Mi spinge via dolcemente e mi trascina in bagno. E’ il
momento di svestirci, il più difficile, quello quando dentro
di noi speriamo di non deludere troppo le aspettattive del
nostro occasionale partner.
Sfilo la camicia e per un attimo considero perplesso le mie
rotondità, ma inevitabilmente le sue, con giusto merito,
finiscono per attrarre il mio sguardo.
Lei è bella - dio che bella che è - mentre piano si toglie
via tutto e mi guarda con un piglio maturo, deciso, di chi
sa cosa vuole e cosa è disposto a dare in cambio: è fresca,
consapevole, invitante.
Finalmente anch’io, ormai quasi ipnotizzato da tutte quelle
forme curvilinee e tutte al posto giusto, riesco a sfilare i
boxer senza inciamparci e ci avvinghiamo l’uno all’altra: il
contatto della pelle contro la pelle è dolce ed è un brivido
che parte dal cervello e finisce in ogni più piccola cellula
della nostra epidermide. Cerco il calore di un contatto più
intimo e lei sembra per un momento cedere al mio invito, ma
nuovamente mi spinge via, maliziosa adesso, e con la mano
rimastale libera apre lo scroscio della doccia e mi dice:
- Roccooo!…Oh Rocco!?…Rocco dai alzati chè sono le sette e
mezza!…Roccooo!!
Mi sveglio incredulo: è mia madre che mi dà il buongiorno!
Non posso fare a meno, malgrado la gentilezza del caffè
fumante sul comodino, di guardarla con disappunto.
- É inutile che mi guardi così – sbotta – lo sai che alle
nove devi essere ad Haberfield in ufficio!
Mi esorta a bere il caffè finchè è caldo e si allontana
brontolando sull’ingratitudine dei figli. Penso un attimo ad
Haberfield, la Little Italy di Sydney, dove lavoro, ma è
solo un attimo infatti: seguo il suo consiglio e ingollo il
liquido caldo ed aromatico dopodichè decido che oggi mi farò
un sickies, un giorno di malattia. Mi volto dal lato
opposto facendo attenzione a non scoprirmi ed assaporando il
morbido e tiepido abbraccio del piumone e l’eccitazione
dovuta al sogno di prima, e lascio che le mie palpebre
ridiventino pesanti e si chiudano nuovamente.
7d
Stiamo uscendo, avvinghiati, dal bagno. Avanziamo ad
intervalli verso il soggiorno: un bacio ed un passo, un
passaggio delle dita a risvegliare tutti i chakra, ed
un’altro passo. La deliziosa sensazione di abbandono che ci
viene dal poter finalmente assaporare l’intimità promessaci
ci aiuta a superare gli innati pudori di due amanti alle
prese con una “verde milonga”....no quella è un’altra
storia...ma si insomma la prima volta è sempre un pò un
rebus al quale ci accostiamo un tantino intimiditi ma
comunque impazienti di trovarne la soluzione.

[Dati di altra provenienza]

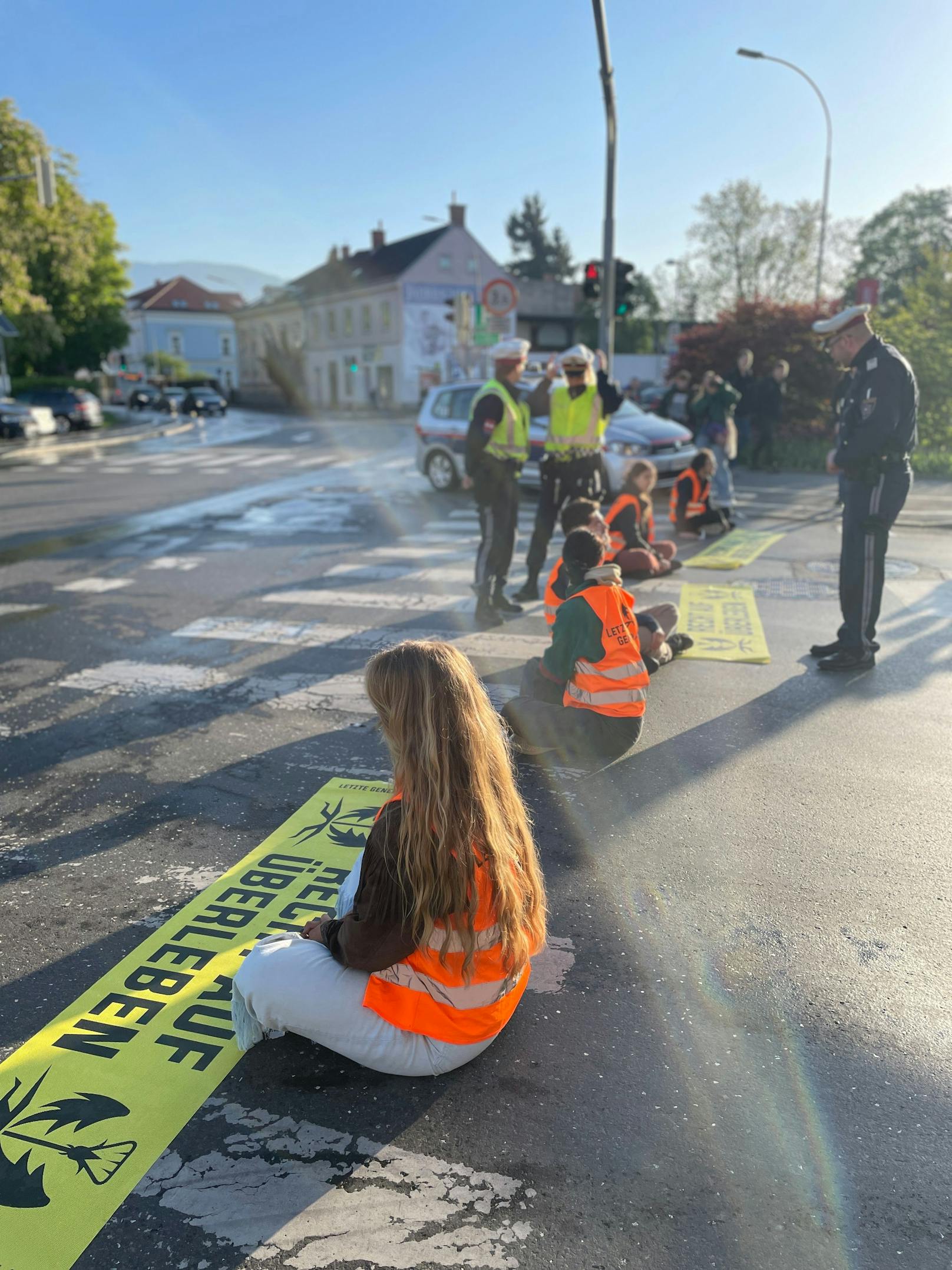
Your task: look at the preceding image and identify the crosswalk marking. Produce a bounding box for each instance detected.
[0,603,46,617]
[60,661,229,696]
[146,556,204,573]
[56,578,132,595]
[323,564,474,584]
[260,589,475,613]
[173,617,548,663]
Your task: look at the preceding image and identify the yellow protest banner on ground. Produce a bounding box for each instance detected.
[0,780,389,1270]
[684,530,783,569]
[678,582,771,664]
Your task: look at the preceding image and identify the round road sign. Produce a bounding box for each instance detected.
[482,278,519,318]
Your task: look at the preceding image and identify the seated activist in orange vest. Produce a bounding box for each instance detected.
[669,450,733,539]
[503,530,647,767]
[548,498,695,670]
[606,458,680,578]
[232,640,546,1076]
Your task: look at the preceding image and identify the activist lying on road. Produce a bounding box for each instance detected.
[232,640,546,1076]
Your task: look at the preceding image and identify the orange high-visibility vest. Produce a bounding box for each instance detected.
[563,585,647,716]
[670,467,711,525]
[606,494,655,554]
[363,794,529,1045]
[542,556,563,628]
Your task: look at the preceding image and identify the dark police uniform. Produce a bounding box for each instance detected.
[834,335,919,657]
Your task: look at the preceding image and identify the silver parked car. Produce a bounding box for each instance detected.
[0,398,65,441]
[416,380,697,497]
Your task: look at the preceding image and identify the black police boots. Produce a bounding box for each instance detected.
[816,648,876,673]
[810,639,880,657]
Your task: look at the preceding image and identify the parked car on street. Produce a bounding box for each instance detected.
[125,384,163,410]
[0,398,59,441]
[179,384,229,415]
[153,388,186,414]
[16,388,103,432]
[415,380,697,497]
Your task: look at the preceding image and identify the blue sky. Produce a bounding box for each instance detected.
[7,0,952,277]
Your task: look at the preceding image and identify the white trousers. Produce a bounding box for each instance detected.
[232,852,495,1076]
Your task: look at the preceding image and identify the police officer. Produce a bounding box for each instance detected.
[465,339,529,628]
[515,344,624,599]
[810,305,919,671]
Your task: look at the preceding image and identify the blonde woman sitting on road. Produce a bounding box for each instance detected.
[232,640,546,1076]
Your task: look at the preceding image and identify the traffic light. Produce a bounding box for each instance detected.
[614,260,634,318]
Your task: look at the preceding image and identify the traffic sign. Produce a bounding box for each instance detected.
[482,278,519,318]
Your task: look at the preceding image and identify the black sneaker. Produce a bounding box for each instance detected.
[816,648,876,672]
[810,639,843,657]
[810,639,880,657]
[667,631,695,657]
[490,587,523,613]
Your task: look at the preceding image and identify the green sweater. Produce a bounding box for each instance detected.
[542,582,606,683]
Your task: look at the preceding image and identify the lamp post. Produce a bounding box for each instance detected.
[591,0,617,368]
[738,48,832,305]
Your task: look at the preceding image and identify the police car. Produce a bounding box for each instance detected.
[416,377,697,497]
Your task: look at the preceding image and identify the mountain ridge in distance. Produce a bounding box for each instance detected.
[125,260,285,304]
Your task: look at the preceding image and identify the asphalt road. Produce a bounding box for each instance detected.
[0,415,952,1270]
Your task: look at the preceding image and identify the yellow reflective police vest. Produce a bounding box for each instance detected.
[470,380,529,464]
[546,384,608,454]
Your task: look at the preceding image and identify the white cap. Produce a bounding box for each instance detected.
[558,344,596,366]
[812,305,872,339]
[492,337,532,362]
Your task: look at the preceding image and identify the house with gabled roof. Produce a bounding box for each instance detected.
[108,277,245,392]
[236,202,515,409]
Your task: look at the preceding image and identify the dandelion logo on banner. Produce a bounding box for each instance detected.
[0,1068,137,1208]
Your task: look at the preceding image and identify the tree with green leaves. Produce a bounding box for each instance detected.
[851,188,952,312]
[876,249,952,475]
[0,98,128,375]
[505,194,573,282]
[688,180,851,316]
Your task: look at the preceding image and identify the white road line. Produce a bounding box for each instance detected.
[0,605,47,617]
[173,617,548,660]
[60,662,229,696]
[323,564,474,584]
[136,1097,536,1270]
[56,578,132,595]
[241,454,288,467]
[260,591,475,613]
[146,556,204,573]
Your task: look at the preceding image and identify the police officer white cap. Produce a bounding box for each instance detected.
[492,337,532,362]
[812,305,872,344]
[558,344,596,367]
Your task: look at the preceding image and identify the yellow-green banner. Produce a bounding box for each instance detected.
[0,780,389,1270]
[686,530,783,569]
[678,582,771,663]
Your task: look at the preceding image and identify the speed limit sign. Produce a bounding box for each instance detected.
[482,278,519,318]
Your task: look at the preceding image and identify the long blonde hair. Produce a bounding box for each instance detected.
[367,640,546,979]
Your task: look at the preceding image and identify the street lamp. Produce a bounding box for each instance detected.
[738,48,832,305]
[664,260,680,321]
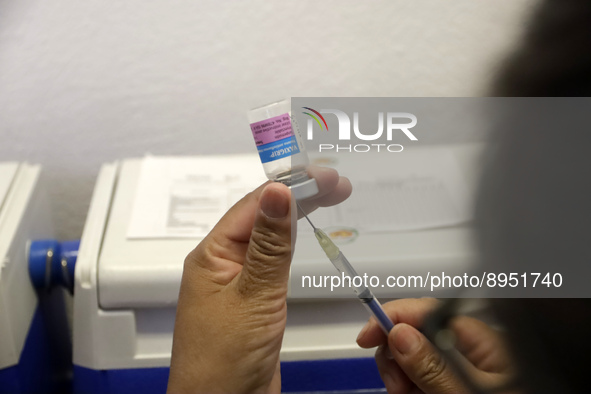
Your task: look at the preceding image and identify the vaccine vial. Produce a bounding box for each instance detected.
[248,100,318,200]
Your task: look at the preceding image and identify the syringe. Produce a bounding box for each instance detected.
[298,204,394,335]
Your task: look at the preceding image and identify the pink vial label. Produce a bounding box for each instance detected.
[250,113,300,163]
[250,113,293,146]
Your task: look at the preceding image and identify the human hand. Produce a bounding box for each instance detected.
[168,168,351,393]
[357,298,512,394]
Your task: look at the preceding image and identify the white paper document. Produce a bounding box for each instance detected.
[127,155,267,238]
[299,147,472,232]
[127,147,472,238]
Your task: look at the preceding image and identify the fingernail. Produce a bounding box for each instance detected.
[382,372,396,393]
[261,187,291,219]
[392,324,421,354]
[384,347,394,360]
[357,322,370,342]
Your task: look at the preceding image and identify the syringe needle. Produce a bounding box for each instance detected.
[296,201,316,231]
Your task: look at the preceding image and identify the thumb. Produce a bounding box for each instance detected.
[388,323,467,394]
[238,183,292,297]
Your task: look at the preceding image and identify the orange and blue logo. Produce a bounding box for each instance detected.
[302,107,328,131]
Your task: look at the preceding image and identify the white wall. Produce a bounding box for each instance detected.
[0,0,534,238]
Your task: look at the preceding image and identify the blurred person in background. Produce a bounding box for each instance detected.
[169,0,591,394]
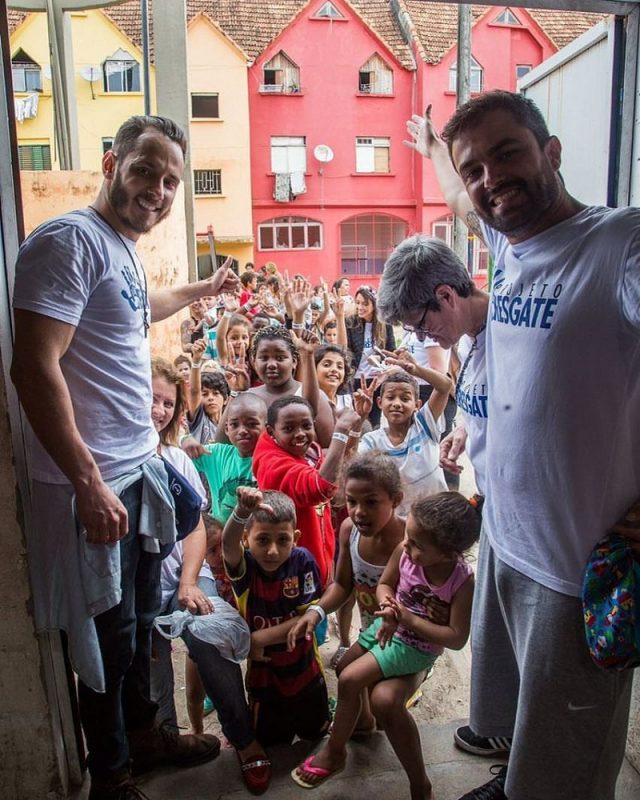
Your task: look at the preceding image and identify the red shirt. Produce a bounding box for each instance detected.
[253,432,337,588]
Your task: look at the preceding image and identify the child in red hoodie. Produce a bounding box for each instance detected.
[253,397,362,588]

Un’intrigante indovinello che ormai guida le nostre mani, le
nostre bocche, i nostri ventri che sembrano trovare pace in
un’ulteriore e più intima carezza e che invece si ritrovano
immancabilmente ancora insoddisfatti, ancora voraci in una
caccia al tesoro che sembra azzerare il nostro tempo e
invece non ci ruba che qualche minuto.
Dopo qualche minuto infatti, e un campionario di ardite
domande poste ai nostri sensi ed a cui i nostri sensi hanno
dato altrettanto ardite risposte, la risollevo delicatamente
interrompendo il suo inaspettato ma gradito omaggio, per
varcare finalmente la tenda di velluto e potermi sdraiare
sul letto, che già pregusto grande e molto comodo.

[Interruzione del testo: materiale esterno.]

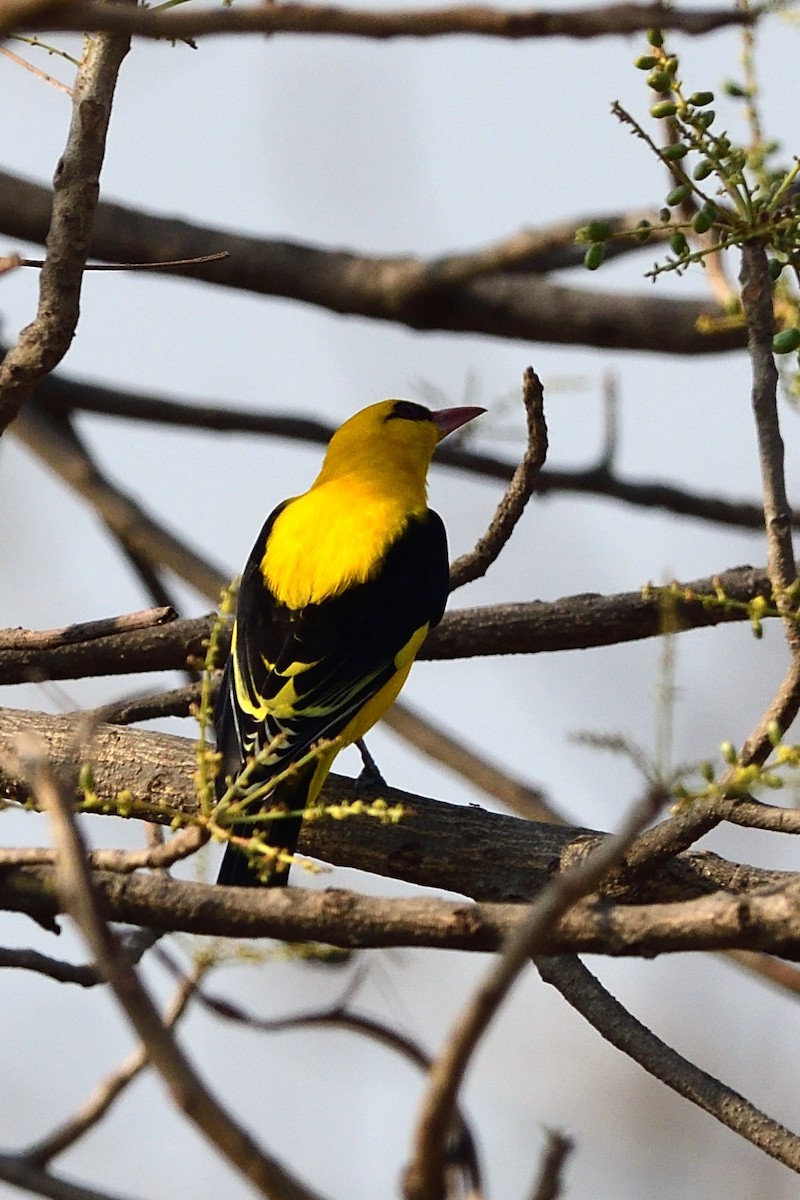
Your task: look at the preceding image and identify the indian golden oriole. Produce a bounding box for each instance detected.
[215,400,485,886]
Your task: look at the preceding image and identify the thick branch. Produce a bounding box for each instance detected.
[0,170,745,354]
[34,364,786,530]
[9,2,758,40]
[0,709,793,907]
[0,566,770,684]
[536,959,800,1171]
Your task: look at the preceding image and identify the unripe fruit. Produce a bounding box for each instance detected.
[650,100,678,120]
[664,184,692,209]
[772,325,800,354]
[658,142,688,162]
[583,241,606,271]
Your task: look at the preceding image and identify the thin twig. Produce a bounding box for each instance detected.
[450,367,547,592]
[0,1154,137,1200]
[0,12,136,433]
[158,947,482,1200]
[0,169,745,355]
[0,46,72,95]
[530,1129,572,1200]
[535,958,800,1172]
[19,966,205,1166]
[0,605,178,652]
[22,750,328,1200]
[13,401,229,601]
[405,788,666,1200]
[381,697,567,824]
[0,561,777,683]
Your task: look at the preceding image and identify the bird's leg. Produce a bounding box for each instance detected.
[355,738,387,792]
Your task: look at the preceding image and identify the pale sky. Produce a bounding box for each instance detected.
[0,9,800,1200]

Ma non ho fatto ancora in tempo ad adagiare completamente la
mia occasionale accompagnatrice sulle coltri, quando
inaspettata e paralizzante, la luce di un’abat-jour si
accende ed illumina i nostri corpi desiderosi e leggermente
sudati e sul lato opposto del letto, con mio profondo
stupore, una donna. Una splendida creatura dalla carnagione
scura, sui quaranta, minuta, capelli corvini lunghi e lisci,
seni turgidi, il corpo affusolato fasciato da un sari di
seta che pare un inno al “vedo non vedo”: guarda Elettra con
complicità. Lei ricambia il sorriso e con la voce resa rauca
dall’eccitazione ci presenta:
- Piacere – faccio io.
- Piacere – replica lei e poi ridiamo tutti e tre per il
naturale imbarazzo che proviamo e, come no, anche per la
pruderie che ci ispira lo sviluppo che sembra doverci
riservare la situazione.
Le riserve vengono presto sciolte quando dopo un breve e
spiritoso racconto dell’accaduto che ci ha portato lì,
Elettra viene interrotta da Mafalda, che ritornando a
sedersi dopo aver messo sù della musica, inizia a
palpeggiarle il seno e le chiede con finta disapprovazione:
- Cosa gli stavi facendo dietro la tenda?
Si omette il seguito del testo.